Prenatal testing. We also recommend that pregnant women who are taking an AED—particularly those taking a higher-risk drug such as valproate—undergo a detailed first-trimester ultrasonographic study between 16 and 20 weeks’ gestation. Amniocentesis should be avoided, if possible. If needed, however, amniotic alpha-fetoprotein levels may be determined for additional risk assessment.15
Medication changes. Once a woman is pregnant, stopping or switching AEDs requires a higher level of caution and is usually ill-advised. We generally avoid medication switches after conception. But if a patient explicitly requests a change to a “safer” agent, we may attempt a cross-taper, as we would before pregnancy. Evidence suggests, however, that it may be too late to avoid the risk of major congenital malformations, which typically develop very early in pregnancy.1,3
Avoid untried AEDs. We advise against changing a pregnant woman’s seizure medication to an agent she has not tried before, because of the risks of both common adverse effects, such as allergies, and rare idiosyncratic reactions leading to aplastic anemia and Stevens-Johnson syndrome.
For the developing fetus, newer drugs are safer
Newer-generation antiepileptic drugs (AEDs), which include lamotrigine, oxcarbazepine, topiramate, gabapentin, and levetiracetam, are not associated with an increased risk of major birth defects in the first year of life when they are used during the first trimester of pregnancy, according to a new cohort study from Denmark. The study, published in the May 18, 2011, issue of JAMA, includes data on 837,795 live-born infants in Denmark from January 1996 through September 2008. Individual-level information on the AEDs dispensed to mothers, the diagnosis of any birth defects, and potential confounders were ascertained from nationwide health registries.
Of the live births included in the study, 19,960 involved infants who had a diagnosis of a major birth defect (2.4%) during the first year of life. Among 1,532 pregnancies exposed to lamotrigine, oxcarbazepine, topiramate, gabapentin, or levetiracetam at any time during the first trimester, 49 infants (3.2%) had a major birth defect. In comparison, 19,911 infants (2.4%) of 836,263 unexposed pregnancies had a major birth defect. After adjustment for various variables, Ditte Molgaard-Nielsen, MSc, and Anders Hviid, MSc, DrMedSci, found no increased risk of major birth defects associated with use of the newer-generation AEDs, though exposure to gabapentin and levetiracetam during the first trimester was uncommon.
“Our study, to our knowledge, is the largest analytic cohort study on this topic and provides comprehensive safety information on a class of drugs commonly used during pregnancy,” write Molgaard-Nielsen and Hviid. “The use of lamotrigine and oxcarbazepine during the first trimester was not associated with moderate or greater risks of major birth defects like the older-generation antiepileptic drugs, but our study cannot exclude a minor excess in risk of major birth defects or risks of specific birth defects. Topiramate, gabapentin, and levetiracetam do not appear to be major teratogens, but our study cannot exclude minor to moderate risks of major birth defects,” the authors conclude.
Topiramate remains a category D drug
The findings of this cohort study do not change the fact that topiramate was recently designated as a Pregnancy Category D drug. The US Food and Drug Administration issued an alert on March 4, 2011, notifying health-care professionals and patients that the drug’s category had changed from C to D because of new evidence of an increased risk of oral clefts in infants exposed to the agent in utero. Pregnancy Category D means that there is positive evidence of human fetal risk based on human data but the potential benefits from use of the drug in pregnant women may be acceptable in certain situations despite its risks.

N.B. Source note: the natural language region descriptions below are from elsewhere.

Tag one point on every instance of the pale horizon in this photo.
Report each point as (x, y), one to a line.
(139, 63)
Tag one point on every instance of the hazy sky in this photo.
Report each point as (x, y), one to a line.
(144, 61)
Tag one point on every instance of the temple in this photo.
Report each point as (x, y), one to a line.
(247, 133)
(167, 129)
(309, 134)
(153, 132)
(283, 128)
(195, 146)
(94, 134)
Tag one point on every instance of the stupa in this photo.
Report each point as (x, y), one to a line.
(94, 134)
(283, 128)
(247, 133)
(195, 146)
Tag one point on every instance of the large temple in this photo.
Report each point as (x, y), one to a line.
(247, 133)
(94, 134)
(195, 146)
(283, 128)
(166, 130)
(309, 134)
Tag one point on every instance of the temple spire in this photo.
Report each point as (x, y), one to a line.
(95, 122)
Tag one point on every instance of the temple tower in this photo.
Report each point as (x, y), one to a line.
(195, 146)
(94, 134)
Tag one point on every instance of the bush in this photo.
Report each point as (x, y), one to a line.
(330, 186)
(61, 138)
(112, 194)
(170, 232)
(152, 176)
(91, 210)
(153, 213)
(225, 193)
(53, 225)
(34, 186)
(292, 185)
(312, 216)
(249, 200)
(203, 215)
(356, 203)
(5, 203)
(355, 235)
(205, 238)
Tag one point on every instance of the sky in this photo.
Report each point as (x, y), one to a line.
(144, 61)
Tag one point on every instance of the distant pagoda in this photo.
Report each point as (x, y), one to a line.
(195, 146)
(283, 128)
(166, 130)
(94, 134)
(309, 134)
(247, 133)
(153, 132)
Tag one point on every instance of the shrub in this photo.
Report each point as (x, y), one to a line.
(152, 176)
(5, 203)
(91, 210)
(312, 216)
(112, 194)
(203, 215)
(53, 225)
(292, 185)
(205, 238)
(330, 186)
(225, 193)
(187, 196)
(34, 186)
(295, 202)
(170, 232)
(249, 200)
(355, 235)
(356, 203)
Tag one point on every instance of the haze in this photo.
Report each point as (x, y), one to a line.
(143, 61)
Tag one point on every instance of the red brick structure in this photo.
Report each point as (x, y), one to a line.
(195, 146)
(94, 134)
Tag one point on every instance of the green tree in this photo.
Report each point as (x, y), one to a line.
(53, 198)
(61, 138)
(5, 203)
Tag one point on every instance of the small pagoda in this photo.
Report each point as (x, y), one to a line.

—Janelle Yates, Senior Editor
Reference
AED dosing throughout pregnancy
When seizures are well controlled prior to conception, they usually remain controlled during pregnancy, although both increases and decreases in seizure frequency have been reported.16 Seizure exacerbations are usually due to decreased AED levels; this may be the result of decreased plasma protein binding, decreased albumin concentration, or increased drug clearance,16 although stress, sleep deprivation, and noncompliance may be contributing factors, as well. The changes in pharmacokinetics make it imperative that seizure frequency as well as AED levels be carefully monitored throughout pregnancy.
Although detailed information about changes in serum levels of the newer AEDs during pregnancy is not available, it can be assumed that they will decline somewhat even if the dose remains the same. Carbamazepine has the least alteration in metabolism during pregnancy,17 whereas a widely disparate effect on lamotrigine metabolism during pregnancy has been noted. In some women, serum levels of lamotrigine have been shown to decrease by as much as 60% to 90% due to induction of UDP-glucuronosyltransferase (UGT) enzymes,18 the drug’s main metabolic enzymes. Increased clearance of lamotrigine typically occurs within the first several weeks of pregnancy and returns to baseline within 2 weeks after birth.